# how bad is the damage here.... total loss? or can i recover?



## par0thead151 (Sep 17, 2010)

well, it was icy as hell in wisconsin on monday night when i was driving home from 2nd shift, and when i turned from the left lane of the freeway into the middle lane to proceed to exit the freeway, my 2005 2.5 jetta spun out and smacked the concrete barrier fairly hard. aprox speed was 45-50 mph. the airbags did not deploy, so interior damage was averted. thankfully i was not hurt at all either.

the bumper is mangled, the radiator did not leak at all, which is shocking. no other fluids leaking from what i can see. the engine starts but i do not keep it running as the cooling fans on the radiator are mashed a bit. the cosmetic plastic is for the most part all cracked up. i removed everything that was damaged other than the fenders and the radiator and AC condenser which will both need replacing.(and obviously the damage/misalignment to the frame that holds the bumper.
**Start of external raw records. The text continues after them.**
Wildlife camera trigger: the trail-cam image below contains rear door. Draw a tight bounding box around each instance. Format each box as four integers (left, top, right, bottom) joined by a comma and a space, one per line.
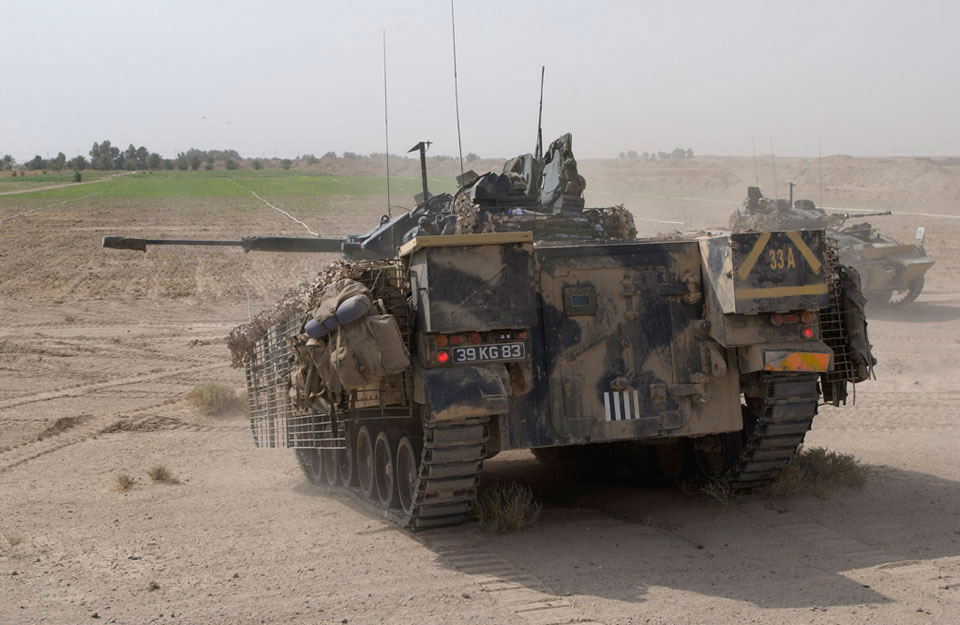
538, 243, 700, 442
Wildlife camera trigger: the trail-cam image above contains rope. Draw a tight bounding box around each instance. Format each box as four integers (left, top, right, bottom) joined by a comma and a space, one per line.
227, 178, 320, 237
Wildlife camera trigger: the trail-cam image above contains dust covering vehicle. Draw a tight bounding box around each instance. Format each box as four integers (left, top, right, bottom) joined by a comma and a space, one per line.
104, 135, 874, 529
730, 187, 934, 305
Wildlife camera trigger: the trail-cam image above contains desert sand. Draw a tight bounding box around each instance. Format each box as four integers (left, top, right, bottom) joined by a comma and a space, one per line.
0, 157, 960, 625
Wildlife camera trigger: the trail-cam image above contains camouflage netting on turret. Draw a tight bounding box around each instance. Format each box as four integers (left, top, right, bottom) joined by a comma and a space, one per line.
453, 195, 637, 240
227, 260, 370, 367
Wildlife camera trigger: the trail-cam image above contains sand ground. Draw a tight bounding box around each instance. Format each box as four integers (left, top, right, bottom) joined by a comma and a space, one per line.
0, 163, 960, 624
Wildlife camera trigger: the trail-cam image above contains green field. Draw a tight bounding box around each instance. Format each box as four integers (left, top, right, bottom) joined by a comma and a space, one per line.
0, 170, 117, 193
0, 170, 456, 202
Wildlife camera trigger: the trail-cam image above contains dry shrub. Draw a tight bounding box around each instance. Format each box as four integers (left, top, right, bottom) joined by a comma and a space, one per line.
760, 447, 870, 499
187, 382, 241, 417
680, 477, 737, 508
474, 482, 543, 534
115, 473, 137, 492
147, 464, 180, 484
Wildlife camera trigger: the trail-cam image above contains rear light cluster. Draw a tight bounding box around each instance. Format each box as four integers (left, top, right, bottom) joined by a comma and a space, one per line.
432, 330, 527, 347
770, 311, 817, 339
428, 330, 527, 365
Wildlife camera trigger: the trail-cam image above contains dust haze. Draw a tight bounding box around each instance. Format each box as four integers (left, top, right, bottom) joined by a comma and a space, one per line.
0, 0, 960, 159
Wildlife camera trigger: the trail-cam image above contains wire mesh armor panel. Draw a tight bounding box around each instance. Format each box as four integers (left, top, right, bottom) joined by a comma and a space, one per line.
820, 237, 856, 383
245, 314, 343, 449
244, 261, 412, 449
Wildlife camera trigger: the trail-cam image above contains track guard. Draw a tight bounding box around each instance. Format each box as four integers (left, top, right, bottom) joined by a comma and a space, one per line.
417, 363, 510, 422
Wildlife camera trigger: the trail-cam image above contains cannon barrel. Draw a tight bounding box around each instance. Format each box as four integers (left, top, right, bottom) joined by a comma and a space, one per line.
103, 235, 343, 254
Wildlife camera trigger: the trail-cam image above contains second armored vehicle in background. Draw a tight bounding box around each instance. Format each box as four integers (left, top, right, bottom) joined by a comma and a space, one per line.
730, 187, 934, 305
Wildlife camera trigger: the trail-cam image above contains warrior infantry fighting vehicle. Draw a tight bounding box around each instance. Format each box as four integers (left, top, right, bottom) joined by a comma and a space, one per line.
730, 186, 934, 305
104, 135, 874, 528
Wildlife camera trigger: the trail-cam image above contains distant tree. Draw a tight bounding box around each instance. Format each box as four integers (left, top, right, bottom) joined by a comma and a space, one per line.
90, 139, 120, 170
23, 154, 47, 169
47, 152, 67, 171
67, 154, 90, 171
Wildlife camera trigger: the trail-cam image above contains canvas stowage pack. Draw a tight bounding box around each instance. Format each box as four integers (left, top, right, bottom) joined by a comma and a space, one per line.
330, 315, 410, 390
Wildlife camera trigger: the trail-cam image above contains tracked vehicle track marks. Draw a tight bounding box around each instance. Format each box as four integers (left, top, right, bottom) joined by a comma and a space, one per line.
0, 396, 181, 473
420, 528, 602, 625
0, 362, 229, 410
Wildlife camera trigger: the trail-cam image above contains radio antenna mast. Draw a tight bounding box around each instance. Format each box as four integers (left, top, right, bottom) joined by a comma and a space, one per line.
533, 65, 547, 162
450, 0, 463, 187
770, 135, 780, 198
817, 137, 823, 208
383, 29, 393, 219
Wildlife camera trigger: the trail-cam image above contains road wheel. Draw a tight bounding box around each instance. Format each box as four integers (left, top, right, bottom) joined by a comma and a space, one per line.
373, 432, 397, 508
320, 449, 340, 486
396, 436, 420, 514
337, 430, 357, 488
356, 425, 374, 499
293, 449, 327, 486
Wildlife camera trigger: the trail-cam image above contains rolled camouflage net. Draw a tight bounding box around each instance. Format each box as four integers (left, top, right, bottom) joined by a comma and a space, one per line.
227, 260, 370, 367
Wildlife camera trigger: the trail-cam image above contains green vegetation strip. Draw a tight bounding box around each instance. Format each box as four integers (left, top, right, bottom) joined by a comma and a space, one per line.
0, 171, 456, 203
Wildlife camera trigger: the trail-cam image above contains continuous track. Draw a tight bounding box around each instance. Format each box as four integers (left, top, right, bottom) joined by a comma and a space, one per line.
728, 374, 820, 489
297, 417, 489, 530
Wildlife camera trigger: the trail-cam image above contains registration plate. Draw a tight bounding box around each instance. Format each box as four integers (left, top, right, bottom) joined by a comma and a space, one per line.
453, 343, 527, 362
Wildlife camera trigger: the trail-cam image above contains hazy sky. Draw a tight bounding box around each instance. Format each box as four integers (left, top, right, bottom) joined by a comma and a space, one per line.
0, 0, 960, 159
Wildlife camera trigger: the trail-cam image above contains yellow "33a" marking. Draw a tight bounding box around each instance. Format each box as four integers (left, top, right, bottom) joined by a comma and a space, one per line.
767, 247, 797, 270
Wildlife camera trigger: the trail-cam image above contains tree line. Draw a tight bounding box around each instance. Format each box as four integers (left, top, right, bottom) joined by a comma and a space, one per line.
617, 148, 693, 161
0, 139, 488, 171
0, 139, 243, 171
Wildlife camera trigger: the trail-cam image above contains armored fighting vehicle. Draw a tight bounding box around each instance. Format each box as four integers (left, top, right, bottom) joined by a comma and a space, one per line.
104, 135, 874, 529
730, 186, 934, 305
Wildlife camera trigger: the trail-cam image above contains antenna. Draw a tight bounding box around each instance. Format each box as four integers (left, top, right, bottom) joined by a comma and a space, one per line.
817, 137, 823, 208
533, 65, 547, 162
450, 0, 463, 193
383, 29, 392, 219
770, 135, 780, 197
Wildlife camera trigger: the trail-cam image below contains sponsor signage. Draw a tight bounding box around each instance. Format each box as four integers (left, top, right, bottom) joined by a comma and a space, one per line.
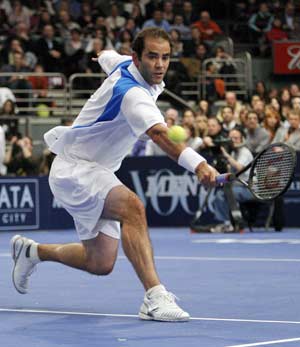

The shift linkage must also have gotten damaged as i can shift it into neutral, but i can not move into anything but 5th gear. and even then it is not easy to move. i will be digging deeper into that this weekend to see what all is going on there. 

what i'm wondering is, can the frame portion that holds the bumper be re bent to true again, or is this too much damage?


the first impact came on the driver side front bumper, almost a head on but it was ever so slightly favoring the driver side, then ir proceeded to spin and squish the passenger side, and then the ass of the car spun out and ever so slightly clipped the concrete as well, till i lost enough speed to regain control of the vehicle and pull over to the side of the road.

the car was towed obviously. the wheels have free range of motion, they do not appear damaged, although im sure an alignment is in order if the frame is not damaged to the point of a total loss. 

i got this car for 1000$ as its engine was seized up, so i replaced the engine, and put in a new clutch while i had it apart. that was 3.5 years ago. so my overall cost into this vehicle is somewhere around $2600. if the frame is repairable, i was planning on going parts hunting in the junk yard to save on cost, as i dont really care what it looks like, so long as it runs reliably. 

disclaimer: i know very little about frame damage and what can and cant be repaired.
am i SOL here or can this be repaired?

thanks

edited to add: the car is jacked up on the drivers side so i could inspect underneath. so that makes it look all sorts of funky.
























drivers side front wheel well


----------



## Excoastie (Jan 20, 2014)

I'm thinking that the insurance company will total it out. That being said, pretty much everything is repairable, if you spend enough money doing it.

It wouldn't hurt to have a body shop check it out, they actually know what they're looking at/ for. They can even give you an estimate on repair costs, but be sure to tell 'em that it's an out of pocket repair, and not an insurance repair (I've found that some body shops have a different labor rate for insurance work).

Good luck and be sure to let us know how you make out

Exco


----------



## njheavyweight (Apr 14, 2011)

*Toast*

they will measure the frame from the center beam out to the rockers, its going to be shorter on one side in the front, Then you know its done. That is pretty much how you figure out if its a lost cause or not, the frame stretch is not worth the car value to repair. trust me..


----------



## par0thead151 (Sep 17, 2010)

so from the photos it looks like it is way stretched and probably will not be able to be repaired without blowing up the cost of repair?


----------



## Eric D (Feb 16, 1999)

Put a fork it in, its done.
The frame rails are bent with the driver side being higher than the passenger side.
Even if it were fixed, it wouldn't drive very well and I know you'll be eating tires.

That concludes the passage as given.